Людоед

Шессе Жак

Жан Кальме, преподаватель латинского языка и литературы в лозаннской гимназии, страдает от гнета своего деспотичного отца, который отнял у него любимую девушку, а вместе с нею уверенность в себе. Жан Кальме психически сломлен, его жизнь состоит из страхов, и даже смерть отца не может эти страхи развеять. И когда Жан Кальме встречает юную красавицу Терезу, он боится одного: как бы отец — или его призрак — не завладел ею. Страх руководит всеми действиями Кальме и доводит его до самоубийства.

I

КРЕМАТОРИЙ

Его мука началась к вечеру.

В какой-то миг он ощутил себя странно одиноким, сидя перед блюдами, заказанными в баре отеля «Англетер». За другими столиками шутили и смеялись, роскошные загорелые женщины флиртовали с красивыми мужчинами. Юноши и девушки держались за руки. А он, Жан Кальме, сидел, съежившись, и с мрачным усердием гонял вилкой по тарелке три куска окуневого филе, выстраивая их то так, то эдак, снова зачем-то сбрызгивая лимоном и никак не решаясь отправить в рот. Вино в его бокале потихоньку согревалось. Вот уже час, как призрак не давал ему покоя. Жан Кальме не хотел глядеть на него, он испуганно отталкивал его от себя, пытаясь загнать поглубже, на самое дно памяти: он знал, как больно ему будет в тот миг, когда мрачное видение встанет перед ним во всей своей определенности. Но тщетно; зыбкий образ упрямо всплывал на поверхность, обретал ясные очертания, и Жан Кальме не мог не видеть его на фоне погребальной тени, которая делала его особенно четким. Внезапно одиночество стало невыносимо острым, и память ярко озарила ту картину.

Это была очень давняя сцена, но она тысячекратно повторялась во времена, когда он жил у родителей, в Лютри, на берегу озера, в доме, сотрясаемом криками, скандалами и ветром, что раскачивал верхушки елей и тополей.

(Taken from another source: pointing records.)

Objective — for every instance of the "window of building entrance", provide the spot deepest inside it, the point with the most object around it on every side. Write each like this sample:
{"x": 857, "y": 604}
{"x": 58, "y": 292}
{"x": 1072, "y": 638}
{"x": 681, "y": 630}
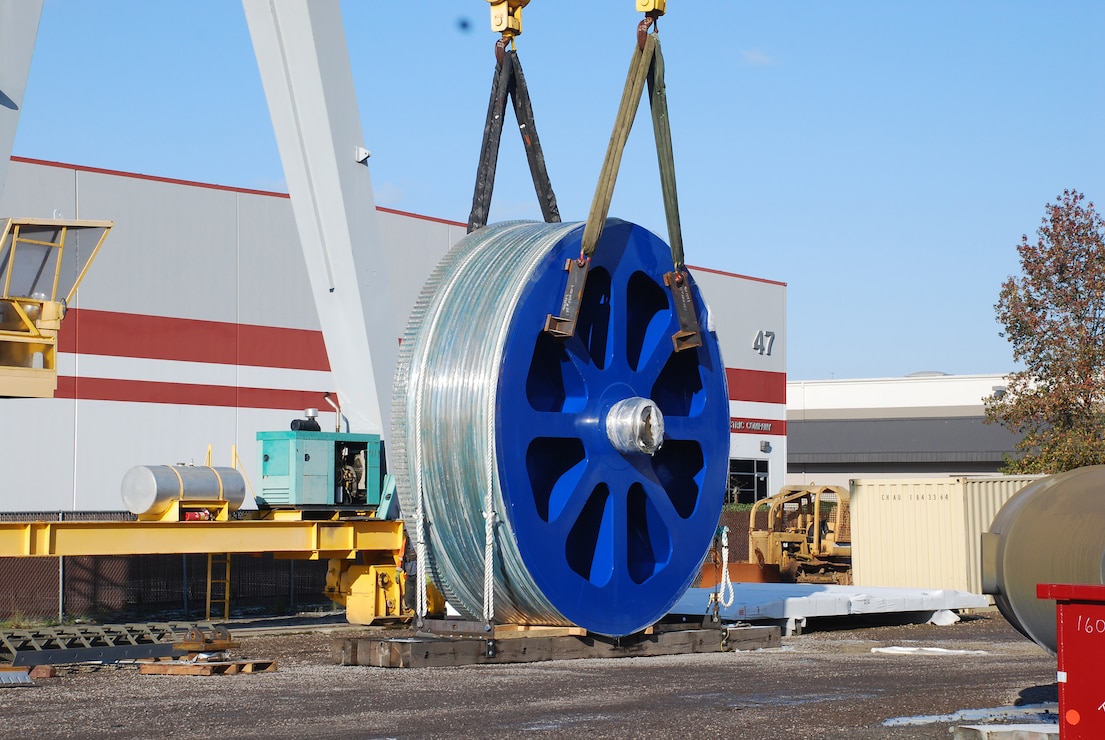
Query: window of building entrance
{"x": 747, "y": 481}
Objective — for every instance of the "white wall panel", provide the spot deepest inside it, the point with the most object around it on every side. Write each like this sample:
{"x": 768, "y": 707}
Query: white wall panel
{"x": 172, "y": 251}
{"x": 34, "y": 191}
{"x": 743, "y": 307}
{"x": 37, "y": 454}
{"x": 413, "y": 246}
{"x": 272, "y": 277}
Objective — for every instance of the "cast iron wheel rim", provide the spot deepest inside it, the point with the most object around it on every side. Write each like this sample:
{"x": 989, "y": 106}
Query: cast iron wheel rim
{"x": 611, "y": 539}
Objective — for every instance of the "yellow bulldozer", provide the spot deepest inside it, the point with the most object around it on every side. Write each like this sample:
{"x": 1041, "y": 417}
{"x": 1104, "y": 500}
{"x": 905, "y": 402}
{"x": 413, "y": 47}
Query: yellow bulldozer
{"x": 806, "y": 531}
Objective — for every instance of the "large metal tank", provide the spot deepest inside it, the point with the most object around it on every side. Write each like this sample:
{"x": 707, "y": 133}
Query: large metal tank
{"x": 150, "y": 489}
{"x": 1052, "y": 531}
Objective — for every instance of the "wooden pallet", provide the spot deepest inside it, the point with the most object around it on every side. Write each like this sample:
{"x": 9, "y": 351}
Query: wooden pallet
{"x": 208, "y": 668}
{"x": 425, "y": 652}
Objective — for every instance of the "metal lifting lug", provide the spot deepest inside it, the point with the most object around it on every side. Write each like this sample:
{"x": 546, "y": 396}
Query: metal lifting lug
{"x": 506, "y": 17}
{"x": 688, "y": 336}
{"x": 564, "y": 325}
{"x": 652, "y": 10}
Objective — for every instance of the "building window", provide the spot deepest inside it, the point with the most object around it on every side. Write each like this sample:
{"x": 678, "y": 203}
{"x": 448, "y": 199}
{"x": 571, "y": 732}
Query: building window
{"x": 747, "y": 481}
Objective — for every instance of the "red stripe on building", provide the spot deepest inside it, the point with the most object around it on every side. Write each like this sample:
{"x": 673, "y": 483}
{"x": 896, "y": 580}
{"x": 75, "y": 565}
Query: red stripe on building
{"x": 209, "y": 186}
{"x": 146, "y": 391}
{"x": 738, "y": 425}
{"x": 757, "y": 386}
{"x": 112, "y": 334}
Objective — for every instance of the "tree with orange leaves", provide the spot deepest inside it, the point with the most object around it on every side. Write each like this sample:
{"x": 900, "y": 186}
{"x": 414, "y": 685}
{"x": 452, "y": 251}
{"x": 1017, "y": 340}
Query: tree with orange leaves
{"x": 1054, "y": 317}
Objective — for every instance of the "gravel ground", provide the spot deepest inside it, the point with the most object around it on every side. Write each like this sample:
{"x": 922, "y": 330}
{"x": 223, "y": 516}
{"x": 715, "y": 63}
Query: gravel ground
{"x": 824, "y": 684}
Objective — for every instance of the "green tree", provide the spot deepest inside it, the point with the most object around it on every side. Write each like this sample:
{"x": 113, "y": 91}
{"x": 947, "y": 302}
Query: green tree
{"x": 1054, "y": 317}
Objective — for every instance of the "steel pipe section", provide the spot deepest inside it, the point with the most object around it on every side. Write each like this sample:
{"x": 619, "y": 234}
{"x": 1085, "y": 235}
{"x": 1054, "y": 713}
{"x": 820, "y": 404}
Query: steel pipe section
{"x": 1051, "y": 531}
{"x": 604, "y": 456}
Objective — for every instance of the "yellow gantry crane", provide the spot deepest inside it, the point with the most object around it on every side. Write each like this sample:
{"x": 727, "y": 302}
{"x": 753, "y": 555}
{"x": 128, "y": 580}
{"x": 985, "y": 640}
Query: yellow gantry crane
{"x": 35, "y": 255}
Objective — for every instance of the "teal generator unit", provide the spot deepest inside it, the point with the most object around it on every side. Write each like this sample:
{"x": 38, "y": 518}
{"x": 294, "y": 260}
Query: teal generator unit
{"x": 318, "y": 468}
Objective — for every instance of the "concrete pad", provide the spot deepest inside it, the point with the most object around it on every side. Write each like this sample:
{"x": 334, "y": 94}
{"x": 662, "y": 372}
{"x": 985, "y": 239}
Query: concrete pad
{"x": 1024, "y": 731}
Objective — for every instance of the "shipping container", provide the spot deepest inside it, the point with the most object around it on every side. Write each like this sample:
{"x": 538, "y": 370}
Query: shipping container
{"x": 925, "y": 532}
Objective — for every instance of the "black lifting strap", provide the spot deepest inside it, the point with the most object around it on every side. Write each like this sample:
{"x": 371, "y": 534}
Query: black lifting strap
{"x": 509, "y": 82}
{"x": 648, "y": 65}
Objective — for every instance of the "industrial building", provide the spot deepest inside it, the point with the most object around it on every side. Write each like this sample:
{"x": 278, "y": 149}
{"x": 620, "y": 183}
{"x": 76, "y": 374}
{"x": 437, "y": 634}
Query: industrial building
{"x": 196, "y": 327}
{"x": 925, "y": 424}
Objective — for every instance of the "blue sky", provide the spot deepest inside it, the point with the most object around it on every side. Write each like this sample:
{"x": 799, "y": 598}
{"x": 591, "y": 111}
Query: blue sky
{"x": 881, "y": 158}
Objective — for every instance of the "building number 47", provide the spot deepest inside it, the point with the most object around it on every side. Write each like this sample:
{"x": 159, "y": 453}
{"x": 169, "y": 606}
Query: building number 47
{"x": 765, "y": 340}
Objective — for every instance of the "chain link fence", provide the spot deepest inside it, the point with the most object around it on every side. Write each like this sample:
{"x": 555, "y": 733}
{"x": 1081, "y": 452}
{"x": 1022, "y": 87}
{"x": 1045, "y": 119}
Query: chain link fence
{"x": 138, "y": 588}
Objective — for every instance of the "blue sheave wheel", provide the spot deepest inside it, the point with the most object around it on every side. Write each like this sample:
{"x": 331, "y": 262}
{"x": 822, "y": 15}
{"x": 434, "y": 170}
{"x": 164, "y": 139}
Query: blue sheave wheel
{"x": 606, "y": 454}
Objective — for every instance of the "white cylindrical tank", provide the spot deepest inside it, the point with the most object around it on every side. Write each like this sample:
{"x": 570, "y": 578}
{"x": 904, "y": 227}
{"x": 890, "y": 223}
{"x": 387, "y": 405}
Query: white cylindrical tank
{"x": 150, "y": 489}
{"x": 1052, "y": 531}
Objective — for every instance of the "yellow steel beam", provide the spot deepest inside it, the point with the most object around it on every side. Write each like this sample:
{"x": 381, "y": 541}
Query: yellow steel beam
{"x": 314, "y": 540}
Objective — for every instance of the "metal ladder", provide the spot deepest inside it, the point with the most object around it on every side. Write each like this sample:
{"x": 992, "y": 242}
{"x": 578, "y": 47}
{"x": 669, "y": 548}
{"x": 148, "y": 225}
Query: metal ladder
{"x": 218, "y": 583}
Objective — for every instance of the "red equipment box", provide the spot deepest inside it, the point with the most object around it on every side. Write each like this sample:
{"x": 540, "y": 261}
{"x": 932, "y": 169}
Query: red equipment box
{"x": 1080, "y": 636}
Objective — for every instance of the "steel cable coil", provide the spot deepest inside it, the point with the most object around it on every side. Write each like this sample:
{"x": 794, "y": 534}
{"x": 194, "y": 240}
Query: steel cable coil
{"x": 603, "y": 457}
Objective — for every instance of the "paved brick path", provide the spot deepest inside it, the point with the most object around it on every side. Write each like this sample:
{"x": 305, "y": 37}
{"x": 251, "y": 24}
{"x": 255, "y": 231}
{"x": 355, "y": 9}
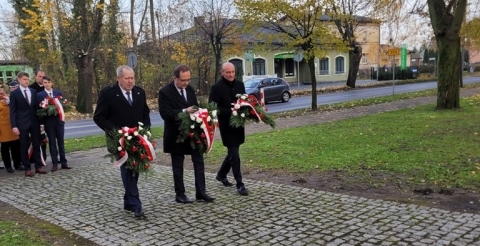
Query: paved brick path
{"x": 87, "y": 201}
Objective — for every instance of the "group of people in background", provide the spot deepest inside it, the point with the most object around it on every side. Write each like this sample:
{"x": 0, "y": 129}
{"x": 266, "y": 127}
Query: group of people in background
{"x": 21, "y": 128}
{"x": 114, "y": 112}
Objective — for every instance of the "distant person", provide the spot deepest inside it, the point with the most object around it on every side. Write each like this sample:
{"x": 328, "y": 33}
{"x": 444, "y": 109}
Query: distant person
{"x": 174, "y": 98}
{"x": 224, "y": 93}
{"x": 124, "y": 104}
{"x": 37, "y": 85}
{"x": 25, "y": 122}
{"x": 54, "y": 127}
{"x": 10, "y": 143}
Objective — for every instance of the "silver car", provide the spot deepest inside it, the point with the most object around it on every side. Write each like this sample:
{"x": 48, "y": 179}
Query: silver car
{"x": 275, "y": 89}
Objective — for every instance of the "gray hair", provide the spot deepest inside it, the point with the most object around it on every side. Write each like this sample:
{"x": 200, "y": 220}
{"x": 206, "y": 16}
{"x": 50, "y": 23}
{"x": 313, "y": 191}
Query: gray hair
{"x": 122, "y": 68}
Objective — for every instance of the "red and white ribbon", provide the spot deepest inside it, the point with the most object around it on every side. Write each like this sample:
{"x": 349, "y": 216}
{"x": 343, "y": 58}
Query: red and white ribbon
{"x": 143, "y": 141}
{"x": 262, "y": 97}
{"x": 61, "y": 113}
{"x": 242, "y": 102}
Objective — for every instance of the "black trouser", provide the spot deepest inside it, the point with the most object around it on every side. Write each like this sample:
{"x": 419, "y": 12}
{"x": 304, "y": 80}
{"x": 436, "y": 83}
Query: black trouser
{"x": 12, "y": 147}
{"x": 198, "y": 169}
{"x": 232, "y": 160}
{"x": 33, "y": 134}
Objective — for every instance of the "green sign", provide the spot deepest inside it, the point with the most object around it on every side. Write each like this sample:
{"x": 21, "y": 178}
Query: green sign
{"x": 284, "y": 56}
{"x": 403, "y": 57}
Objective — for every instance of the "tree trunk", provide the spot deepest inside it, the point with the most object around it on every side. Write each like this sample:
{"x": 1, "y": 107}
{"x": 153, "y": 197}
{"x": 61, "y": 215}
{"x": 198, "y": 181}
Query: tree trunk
{"x": 311, "y": 66}
{"x": 448, "y": 95}
{"x": 354, "y": 57}
{"x": 85, "y": 78}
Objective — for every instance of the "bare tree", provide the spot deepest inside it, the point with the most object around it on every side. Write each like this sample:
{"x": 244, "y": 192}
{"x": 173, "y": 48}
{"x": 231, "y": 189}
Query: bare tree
{"x": 215, "y": 24}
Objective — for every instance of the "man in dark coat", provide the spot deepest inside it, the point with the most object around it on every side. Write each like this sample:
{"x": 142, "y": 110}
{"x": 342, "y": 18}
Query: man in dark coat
{"x": 124, "y": 104}
{"x": 25, "y": 122}
{"x": 54, "y": 127}
{"x": 224, "y": 93}
{"x": 37, "y": 85}
{"x": 174, "y": 98}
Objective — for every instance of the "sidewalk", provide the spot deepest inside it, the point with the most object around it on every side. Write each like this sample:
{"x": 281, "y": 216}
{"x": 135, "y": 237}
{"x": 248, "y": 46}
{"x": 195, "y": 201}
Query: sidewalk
{"x": 87, "y": 201}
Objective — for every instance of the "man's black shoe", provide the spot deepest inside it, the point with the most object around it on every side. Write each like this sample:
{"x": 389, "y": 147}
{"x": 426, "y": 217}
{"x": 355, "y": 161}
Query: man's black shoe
{"x": 242, "y": 191}
{"x": 224, "y": 181}
{"x": 204, "y": 197}
{"x": 183, "y": 199}
{"x": 138, "y": 213}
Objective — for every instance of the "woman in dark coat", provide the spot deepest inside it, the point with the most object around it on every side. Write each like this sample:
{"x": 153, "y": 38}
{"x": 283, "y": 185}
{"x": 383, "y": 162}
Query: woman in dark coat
{"x": 224, "y": 93}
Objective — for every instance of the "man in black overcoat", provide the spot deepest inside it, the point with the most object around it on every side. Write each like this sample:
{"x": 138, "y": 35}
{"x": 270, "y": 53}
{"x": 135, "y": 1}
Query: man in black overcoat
{"x": 37, "y": 85}
{"x": 25, "y": 122}
{"x": 224, "y": 93}
{"x": 124, "y": 104}
{"x": 174, "y": 98}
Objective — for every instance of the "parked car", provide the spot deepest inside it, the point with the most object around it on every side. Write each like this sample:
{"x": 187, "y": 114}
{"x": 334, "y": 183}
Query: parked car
{"x": 274, "y": 89}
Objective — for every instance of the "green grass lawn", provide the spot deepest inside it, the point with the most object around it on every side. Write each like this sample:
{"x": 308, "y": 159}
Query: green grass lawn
{"x": 420, "y": 145}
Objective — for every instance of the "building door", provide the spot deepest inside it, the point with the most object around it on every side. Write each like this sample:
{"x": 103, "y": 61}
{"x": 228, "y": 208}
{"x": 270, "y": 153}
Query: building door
{"x": 238, "y": 68}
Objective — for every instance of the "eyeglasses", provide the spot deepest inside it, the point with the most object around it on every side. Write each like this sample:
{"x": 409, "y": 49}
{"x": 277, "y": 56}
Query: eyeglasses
{"x": 184, "y": 80}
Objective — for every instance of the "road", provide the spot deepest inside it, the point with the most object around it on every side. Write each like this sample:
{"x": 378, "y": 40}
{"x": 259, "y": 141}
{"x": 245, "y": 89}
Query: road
{"x": 86, "y": 127}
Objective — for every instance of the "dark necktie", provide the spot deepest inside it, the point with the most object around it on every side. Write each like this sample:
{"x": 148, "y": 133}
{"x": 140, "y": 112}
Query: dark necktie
{"x": 26, "y": 96}
{"x": 129, "y": 98}
{"x": 183, "y": 95}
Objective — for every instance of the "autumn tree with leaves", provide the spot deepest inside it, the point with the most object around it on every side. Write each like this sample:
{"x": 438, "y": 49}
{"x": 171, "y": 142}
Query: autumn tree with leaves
{"x": 447, "y": 18}
{"x": 294, "y": 26}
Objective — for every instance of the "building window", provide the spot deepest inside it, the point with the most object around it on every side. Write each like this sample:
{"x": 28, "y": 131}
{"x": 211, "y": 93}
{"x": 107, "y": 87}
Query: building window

Все семейство сидело за ужином. Отец — огромный, величественный — высился во главе стола. Закатный свет багровыми отблесками лежал на его смуглом блестящем лбу и мощных руках; все его существо дышало физической силой и жизнелюбием, мускулистая жирная грудь с выступающими сосками и густой порослью седых волос шумно вздымалась под полотняной рубашкой. Вся комната вокруг него казалась погруженной в тень, но даже и сумрак, вздымавшийся с пола и из дальних углов просторной залы, не в силах был затмить эту царственную глыбу, вобравшую в себя весь жар заката, это второе солнце, неистребимое, ненавистное, которое багровело, и сияло, и воспламеняло все вокруг своею страшной властью, Сидя на другом конце стола, Жан Кальме с отвращением вслушивался в шумное жевание отца. Это жирное чавканье звучало, как непристойное признание. Присутствующие почти не говорили, братья и сестры исподтишка переглядывались, мать ела торопливо, без конца вставая и бегая на кухню, бесшумно, как боязливая серая мышь. Служанка Марта, немецкая швейцарка, сидела с недовольным видом, уткнувшись в свою тарелку. Сам же доктор безостановочно жевал и глотал, не спуская, однако, зорких глаз с домашних; он непрерывно обводил взглядом весь стол, из конца в конец, и Жан Кальме с содроганием ждал очередной встречи с этими грозными пронизывающими глазами, которые читали в нем, как в открытой книге. Под их яростно-голубым огнем он трусливо бледнел, чувствуя себя абсолютно прозрачным, безоружным, неспособным скрыть никакую малость. Доктор знал о нем все, потому что он был хозяин, господин, мощный, массивный, непобедимый, и ничто не могло сокрушить стальную силу этого тела, багровеющего в лучах заката.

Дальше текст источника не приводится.